Network Security Internet Technology Development Database Servers Mobile Phone Android Software Apple Software Computer Software News IT Information

In addition to Weibo, there is also WeChat

Please pay attention

WeChat public account

Shulou

[data Jiang Tang] issue 40: multiplier Segmentation technique

2025-03-31 Update From: SLTechnology News&Howtos shulou NAV: SLTechnology News&Howtos > Database >

Share

Shulou(Shulou.com)06/01 Report--

The block segmentation scheme can meet the four goals we have set. However, in addition to the hassle of dealing with block marking, this approach is not very suitable for storage.

After the data is stored separately by column, the synchronization of each column must be ensured when segmenting, that is, the segmentation point of each column corresponds to the column of the same record, otherwise the data will be misplaced. The width of each column is different, the same size of the block in the storage of different column values, can hold the number is different, continue to segment by the block can not guarantee synchronization.

To segment the columns synchronously, you need to segment by the number of records, but instead of using a fixed size block, you need a block index. If the data is no longer appended, a fixed-length index can be established, but as the data is constantly appended, the index will grow dynamically. At this time, it is costly to either rewrite all the data each time the data is appended to ensure the continuity of the index, or to use some complex mechanism to deal with discontiguous indexes.

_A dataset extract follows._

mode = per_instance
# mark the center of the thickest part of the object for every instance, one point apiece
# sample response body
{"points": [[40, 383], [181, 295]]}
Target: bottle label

At present, the commonly used column storage segmentation in the industry is the block scheme: the data is divided into several blocks, the column storage is in the block, and the segmentation is based on the block. The number of chunks should be enough to ensure average segmentation, and the chunks should be large enough to have an effect, which is a contradiction, and it is only appropriate when there is a large amount of data. Moreover, this block is divided by the number of records, can not be fixed size, we need the above-mentioned block index, when the data is constantly added, the index will become larger dynamically, the continuity can not be guaranteed.

In order to solve these problems, we design a multiplier segmentation scheme.

Set aside a fixed-length index area, you can save N location information, N is a fixed number, such as 1024. We use the I bit of the index area to represent the I location saved in it.

There is no record in the initial state. After adding the first record, fill in the position where the record (called record 1) was written into the storage (such as a file) in the first place of the index area; after adding the second record, fill in the position of record 2 in the second position of the index area. After adding the section N record, fill in the position of record N in the index area position N.

The I bit of the index area can be regarded as a block, corresponding to all records (including head and tail) from the record pointed to by the I bit content to the record pointed to by the I + 1 bit content. In this round of adding leaves, there is only one record in each segment.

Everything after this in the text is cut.